[noise] SAS (was: Explicit nonces (for lossy transports)

Trevor Perrin trevp at trevp.net
Wed Jul 12 01:44:22 PDT 2017

On Wed, Jul 12, 2017 at 7:30 AM, Rhys Weatherley
<rhys.weatherley at gmail.com> wrote:
> On Wed, Jul 12, 2017 at 11:13 AM, Trevor Perrin <trevp at trevp.net> wrote:
>> Thinking about this more:
>> Short Auth Strings are useful for things like "pairing" two devices by
>> checking that they display the same short code, or maybe even for
>> voice authentication between two parties, where their phones display a
>> short string which they verbally compare.
> Bluetooth Secure Simple Pairing (SSP) is another example of such a pairing
> protocol which is used in devices everywhere.  You can find the Core spec
> online for the gory details, but summarising: the two devices perform a
> crypto dance with ECDH and a bit commitment scheme to agree upon a shared
> secret and a 6-digit number to display on the screens for cross-checking.

Oh interesting, AFAICT they do this [1]:

-> e
<- e
-> hash(nonce1)
<- nonce2
-> nonce1, ee

I was suggesting below, which seemed easy to bolt on to existing
patterns without adding round-trips, but does add another DH (f: SAS
DH key pair):

-> e, hash(f)
<- e, ee
-> f, fe

If we were willing to change handling of ephemerals, we could get even simpler:

-> hash(e)
<- e
-> e

They're all pretty similar, just a 3-step commit/choose/reveal process
to determine the SAS, and some way of binding it to a secret DH

So I guess there's more to think about, but this seems doable to add sometime.

> In Noise terms, the shared secret is a PSK generated from the pairing
> session which is then used to set up subsequent sessions between those two
> devices.
> SSP also has support for incorporating the hash of a password/pin into the
> crypto dance.  Useful if the headset or whatever comes with a pin printed on
> it.

To do that properly you want a "PAKE".  I'm not sure Bluetooth does a
good job there, e.g. [2].  That's another thing we could tackle.

> A rough analogue in Noise for SSP would be "Noise_NNpsk0+sas" where
> Hash(pin) is the input PSK.

Unless 'pin' has 256 bits entropy, that's a bad PSK - hence the need for PAKE.

>  Then generate a PSK from that session for use
> in setting up subsequent Noise_XXpsk0 or whatever sessions.
> As an aside, maybe generated PSK's can be incorporated as a "genpsk"
> modifier and token:
>     Noise_NNgenpsk+psk0+sas:
>       -> psk, e, commit
>       <- e, ee
>       -> reveal, genpsk
> Where the "genpsk" token is defined as:
>     ck, generated_psk = HKDF(ck, zeroes, 2)
> I know we've discussed before how to generate PSK's from the Split() cipher
> states, but I do sort of see PSK generation as a handshake function rather
> than a transport function.  A token fits better.  IMHO.

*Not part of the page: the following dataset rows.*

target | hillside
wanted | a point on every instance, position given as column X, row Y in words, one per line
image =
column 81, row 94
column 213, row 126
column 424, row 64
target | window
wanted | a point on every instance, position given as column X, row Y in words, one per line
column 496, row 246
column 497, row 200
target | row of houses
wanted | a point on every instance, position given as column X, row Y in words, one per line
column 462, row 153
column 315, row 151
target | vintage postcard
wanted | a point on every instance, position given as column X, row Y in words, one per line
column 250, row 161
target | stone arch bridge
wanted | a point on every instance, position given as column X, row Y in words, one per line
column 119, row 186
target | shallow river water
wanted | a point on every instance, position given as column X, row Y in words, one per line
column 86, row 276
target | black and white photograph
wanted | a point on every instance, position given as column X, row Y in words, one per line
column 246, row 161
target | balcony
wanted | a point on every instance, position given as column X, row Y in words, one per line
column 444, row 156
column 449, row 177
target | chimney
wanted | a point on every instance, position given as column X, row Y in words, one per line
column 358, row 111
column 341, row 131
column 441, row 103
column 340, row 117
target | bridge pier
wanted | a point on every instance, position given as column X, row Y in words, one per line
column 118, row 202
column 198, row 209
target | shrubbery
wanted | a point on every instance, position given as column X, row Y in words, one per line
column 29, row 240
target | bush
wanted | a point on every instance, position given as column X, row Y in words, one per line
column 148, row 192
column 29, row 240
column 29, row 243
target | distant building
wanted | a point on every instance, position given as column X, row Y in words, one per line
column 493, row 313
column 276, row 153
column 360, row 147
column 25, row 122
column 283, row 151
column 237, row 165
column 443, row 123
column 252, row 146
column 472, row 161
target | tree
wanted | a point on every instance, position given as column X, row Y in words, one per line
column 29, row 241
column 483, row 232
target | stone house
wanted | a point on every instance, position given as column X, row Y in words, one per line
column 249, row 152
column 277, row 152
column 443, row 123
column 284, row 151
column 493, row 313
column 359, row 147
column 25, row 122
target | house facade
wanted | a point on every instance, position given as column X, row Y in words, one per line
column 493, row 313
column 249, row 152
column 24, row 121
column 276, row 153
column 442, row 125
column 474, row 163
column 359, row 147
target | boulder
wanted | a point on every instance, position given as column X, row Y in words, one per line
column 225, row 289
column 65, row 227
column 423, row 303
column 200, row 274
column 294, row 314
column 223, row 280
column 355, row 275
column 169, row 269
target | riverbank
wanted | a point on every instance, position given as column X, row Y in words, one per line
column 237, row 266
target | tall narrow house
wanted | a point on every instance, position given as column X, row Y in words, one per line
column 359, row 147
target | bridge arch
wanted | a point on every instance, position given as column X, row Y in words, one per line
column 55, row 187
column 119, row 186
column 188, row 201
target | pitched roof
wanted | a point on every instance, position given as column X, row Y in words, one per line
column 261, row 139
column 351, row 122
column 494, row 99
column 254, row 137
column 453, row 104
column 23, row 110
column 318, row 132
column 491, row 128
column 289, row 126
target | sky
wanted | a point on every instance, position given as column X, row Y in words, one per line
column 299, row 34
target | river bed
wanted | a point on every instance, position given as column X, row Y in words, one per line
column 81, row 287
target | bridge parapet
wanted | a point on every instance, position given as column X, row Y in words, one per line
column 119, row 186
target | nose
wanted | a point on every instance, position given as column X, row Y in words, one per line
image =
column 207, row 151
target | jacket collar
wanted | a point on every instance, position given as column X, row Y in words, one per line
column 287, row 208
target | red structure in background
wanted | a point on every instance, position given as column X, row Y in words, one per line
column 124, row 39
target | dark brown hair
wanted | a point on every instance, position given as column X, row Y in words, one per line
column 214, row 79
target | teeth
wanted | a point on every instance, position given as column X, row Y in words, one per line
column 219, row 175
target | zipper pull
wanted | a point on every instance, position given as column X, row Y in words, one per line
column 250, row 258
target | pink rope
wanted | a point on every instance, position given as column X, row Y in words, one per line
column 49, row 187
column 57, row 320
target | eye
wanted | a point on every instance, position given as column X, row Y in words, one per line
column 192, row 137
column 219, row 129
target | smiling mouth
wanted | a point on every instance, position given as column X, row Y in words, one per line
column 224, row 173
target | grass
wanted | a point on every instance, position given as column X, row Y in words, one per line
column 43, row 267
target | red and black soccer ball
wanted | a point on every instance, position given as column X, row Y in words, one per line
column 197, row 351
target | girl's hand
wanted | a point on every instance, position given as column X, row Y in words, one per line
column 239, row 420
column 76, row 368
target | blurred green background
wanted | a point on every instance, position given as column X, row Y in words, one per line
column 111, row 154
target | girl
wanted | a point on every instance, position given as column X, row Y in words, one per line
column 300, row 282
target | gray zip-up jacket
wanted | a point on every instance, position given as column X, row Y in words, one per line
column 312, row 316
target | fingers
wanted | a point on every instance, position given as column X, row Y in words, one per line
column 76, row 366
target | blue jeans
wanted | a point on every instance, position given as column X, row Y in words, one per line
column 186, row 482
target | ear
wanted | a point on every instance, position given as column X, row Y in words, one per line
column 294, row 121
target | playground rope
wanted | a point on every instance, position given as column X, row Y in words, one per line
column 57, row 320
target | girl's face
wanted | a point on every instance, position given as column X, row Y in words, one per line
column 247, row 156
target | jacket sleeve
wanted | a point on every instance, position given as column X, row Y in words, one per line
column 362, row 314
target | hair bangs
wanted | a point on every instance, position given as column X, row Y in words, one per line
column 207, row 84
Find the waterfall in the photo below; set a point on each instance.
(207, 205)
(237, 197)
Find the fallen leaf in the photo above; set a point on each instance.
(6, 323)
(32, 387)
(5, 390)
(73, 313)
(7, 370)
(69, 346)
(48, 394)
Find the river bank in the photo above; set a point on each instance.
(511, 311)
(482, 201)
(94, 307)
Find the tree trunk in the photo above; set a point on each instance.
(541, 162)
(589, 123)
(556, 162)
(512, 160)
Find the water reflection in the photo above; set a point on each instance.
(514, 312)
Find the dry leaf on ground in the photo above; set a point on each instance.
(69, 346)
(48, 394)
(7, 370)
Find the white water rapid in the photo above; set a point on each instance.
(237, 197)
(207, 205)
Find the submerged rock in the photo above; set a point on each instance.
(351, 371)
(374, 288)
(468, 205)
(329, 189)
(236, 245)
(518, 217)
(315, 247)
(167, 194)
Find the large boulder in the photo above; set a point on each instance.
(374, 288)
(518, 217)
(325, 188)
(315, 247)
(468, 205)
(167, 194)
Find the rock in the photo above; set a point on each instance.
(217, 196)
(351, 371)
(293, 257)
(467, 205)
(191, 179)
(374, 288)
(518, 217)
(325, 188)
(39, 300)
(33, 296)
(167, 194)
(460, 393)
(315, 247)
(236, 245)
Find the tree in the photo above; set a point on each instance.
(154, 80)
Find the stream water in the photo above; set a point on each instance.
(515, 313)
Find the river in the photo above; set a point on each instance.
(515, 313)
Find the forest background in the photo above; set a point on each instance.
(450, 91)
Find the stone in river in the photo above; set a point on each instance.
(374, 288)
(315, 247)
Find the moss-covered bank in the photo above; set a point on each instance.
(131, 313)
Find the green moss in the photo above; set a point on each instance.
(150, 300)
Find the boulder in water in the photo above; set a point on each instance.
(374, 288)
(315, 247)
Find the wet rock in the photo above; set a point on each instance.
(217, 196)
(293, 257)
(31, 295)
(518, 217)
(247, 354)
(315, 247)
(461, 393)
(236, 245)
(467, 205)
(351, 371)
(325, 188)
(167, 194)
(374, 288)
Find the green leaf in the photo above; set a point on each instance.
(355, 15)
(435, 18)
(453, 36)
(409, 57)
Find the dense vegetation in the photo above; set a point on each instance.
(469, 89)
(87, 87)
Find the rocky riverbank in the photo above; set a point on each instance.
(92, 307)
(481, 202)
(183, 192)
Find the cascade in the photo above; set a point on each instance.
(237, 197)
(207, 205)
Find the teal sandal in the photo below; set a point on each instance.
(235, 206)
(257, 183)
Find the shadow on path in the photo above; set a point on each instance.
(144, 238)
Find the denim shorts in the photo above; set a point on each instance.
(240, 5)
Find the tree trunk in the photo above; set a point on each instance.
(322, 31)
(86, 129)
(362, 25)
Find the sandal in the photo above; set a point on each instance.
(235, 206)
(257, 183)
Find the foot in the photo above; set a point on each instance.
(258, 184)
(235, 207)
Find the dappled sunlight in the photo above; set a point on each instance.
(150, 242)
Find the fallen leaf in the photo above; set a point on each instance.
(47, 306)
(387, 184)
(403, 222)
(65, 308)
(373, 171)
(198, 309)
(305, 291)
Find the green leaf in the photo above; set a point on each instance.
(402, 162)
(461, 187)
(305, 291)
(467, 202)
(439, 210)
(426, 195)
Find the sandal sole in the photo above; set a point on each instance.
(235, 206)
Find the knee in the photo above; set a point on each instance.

I was thinking we might get by without a special PSK derivation
process, since we can get PSKs out of Noise a couple other ways:

 (A) If you're using the Noise handshake phase but not the transport
phase (like this Bluetooth case), I'm not sure it makes sense to throw
away the transport keys but add a special derivation process for a
PSK.  Seems easier to repurpose the unused transport key(s).

 (B) One party can just transmit a PSK to the other.  There's some
subtlety in that you might want to "channel-bind" the PSK by hashing
it with the handshake-hash, or using the handshake-hash as prologue
when such a PSK is used for resumption, to prevent PSKs being relayed
between sessions.  But I'm thinking that might be OK, and transmitting
the PSK gives flexibility to send multiple PSKs, and works well with
rekey (since PSKs sent before a rekey will be protected by the rekey).

At least, I was hoping to try (B) in the context of PSK resumption and
see if it's adequate before adding new PSK derivation.